Slamdance 2018 Review: Man on Fire

Grand Saline, Texas, a small-town of about 3,000 people a little ways out from Dallas, seems like any number of small towns dotting the Bible belt. Known primarily for its massive salt deposits owned by Morton Salt (“If you eat a pretzel in America, you’re eating our salt!”), the town seems the rare holdout among the economically depressed blue collar hamlets of the region. The people seem proud and happy. There’s a bingo parlor where chubby old coots gather to play dominos; a knick-knack shack ran by an aged, ponytailed hippie; a raucous high school that celebrates graduation with a giant bonfire. As one man puts it, it’s a boring place to grow up but a wonderful one to raise a family.

So what then inspired Charles R. Moore, the local retired Methodist minister, to douse himself in gasoline in a shopping center parking lot and light himself on fire in June 2014? What could drive such a peaceful man to such a gruesome, violent end in an otherwise picturesque town? For that we must turn to his suicide note, in which Moore declared it was one last desperate protest against Grand Saline’s unapologetic racist past, an act of self-immolation consciously modeled on the public suicides committed by Buddhist monks in the 1960s against the South Vietnamese government. But instead of being heralded as a hero and a martyr, Moore’s actions were met with confusion, outrage, and even public indifference. How could such a valiant act be so coolly received? This is the question Joel Fendelman’s documentary Man on Fire tries—and mostly succeeds—to answer.

The film is a kaleidoscopic exploration of Grand Saline itself, briefly explaining Moore’s backstory, suicide, and legacy before devoting the rest of its time interrogating a wide sampling of its townspeople. Curiously, everyone has a different idea of Grand Saline and whether or not its racism necessitated or justified Moore’s sacrifice. The few women interviewed are highly critical: one recounts how she was called a N-word lover for dating a black guy in high school; another tearfully recounts how her high school acting class forced its students to perform exercise scenes in a “ghetto” style (the film takes great pains to show that she’s one of the town’s only registered Democrats). The men are much more defensive. Many outright deny any lingering racial resentment, one even indignantly declaring “we’ve got a black president!” Another combatively asks the filmmaker if they can find a town that ISN’T a “little racist.”

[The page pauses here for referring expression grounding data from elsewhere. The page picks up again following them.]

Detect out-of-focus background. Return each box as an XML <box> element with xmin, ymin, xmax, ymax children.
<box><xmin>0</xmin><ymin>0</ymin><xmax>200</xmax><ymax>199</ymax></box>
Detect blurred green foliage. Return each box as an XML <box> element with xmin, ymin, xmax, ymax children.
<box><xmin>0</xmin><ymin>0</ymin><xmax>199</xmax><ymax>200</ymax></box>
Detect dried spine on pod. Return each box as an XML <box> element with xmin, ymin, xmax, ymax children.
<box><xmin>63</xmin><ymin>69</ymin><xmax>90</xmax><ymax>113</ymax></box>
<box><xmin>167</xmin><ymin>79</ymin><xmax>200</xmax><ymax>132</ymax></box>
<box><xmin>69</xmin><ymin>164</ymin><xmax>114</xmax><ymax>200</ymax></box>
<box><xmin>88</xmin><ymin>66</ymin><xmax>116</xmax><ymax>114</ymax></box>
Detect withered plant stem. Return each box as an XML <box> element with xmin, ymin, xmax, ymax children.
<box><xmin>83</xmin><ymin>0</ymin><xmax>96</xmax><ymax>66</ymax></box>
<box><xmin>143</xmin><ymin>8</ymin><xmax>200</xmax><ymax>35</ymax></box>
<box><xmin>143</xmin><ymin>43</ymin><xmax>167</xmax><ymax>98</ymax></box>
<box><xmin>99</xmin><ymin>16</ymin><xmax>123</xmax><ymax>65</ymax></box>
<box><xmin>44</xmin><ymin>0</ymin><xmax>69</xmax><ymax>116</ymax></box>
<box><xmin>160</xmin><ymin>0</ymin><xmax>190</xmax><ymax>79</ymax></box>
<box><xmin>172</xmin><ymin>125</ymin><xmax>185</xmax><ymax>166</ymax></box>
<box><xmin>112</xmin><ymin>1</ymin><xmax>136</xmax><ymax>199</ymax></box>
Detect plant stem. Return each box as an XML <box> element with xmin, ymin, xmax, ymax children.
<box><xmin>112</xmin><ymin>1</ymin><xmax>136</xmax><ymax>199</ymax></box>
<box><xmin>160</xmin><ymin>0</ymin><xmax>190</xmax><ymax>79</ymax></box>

But it’s when the film goes outside Grand Saline to interview black townspeople and clergy from surrounding communities that things come into sharper focus. A shopkeeper from Mineola (13 miles away) whispers rumors that the town might still be a stronghold for the Ku Klux Klan. An employee from a vineyard outside Tyler (38 miles away) says that black people have always felt a miasmic sense of menace when they enter Grand Saline. Others recall that not too long ago it was a Sundown Town; they had two signs at either end of the town limits threatening black people not to get caught there at night. (“Those signs have disappeared, but I guarantee you one of them is hanging in someone’s parlor,” one shopkeeper sighs.)

While Man on Fire does an admirable job demonstrating the racism within Grand Saline, it does relatively little to interrogate it and relate it to Moore’s suicide. Moore comes off as a mentally-unstable eccentric whose death resulted from a fit of righteous pique, something not helped by the obnoxious insert shots of an actor re-enacting his self-immolation as tragic music swells in the background. The film is also hobbled by its one hour runtime: it’s short length keeps it from contextualizing Grand Saline within the larger legacy of American slavery and racial resentment, exploring Moore’s significant contributions to women’s rights and gay rights causes, and considering the suicide from the perspective of the modern Black Lives Matter movement. There’s no excuse for Fendelman failing to mention that Moore’s death came a mere two months before the killing of Michael Brown in Ferguson, Missouri, the flashpoint of today’s Civil Rights movement. There is a strong, powerful tragedy to Moore’s death: it he had waited just a few weeks to kill himself, he would have been honored as the martyr he believed himself to be instead of largely going unnoticed outside Grand Saline. That’s the film’s loss.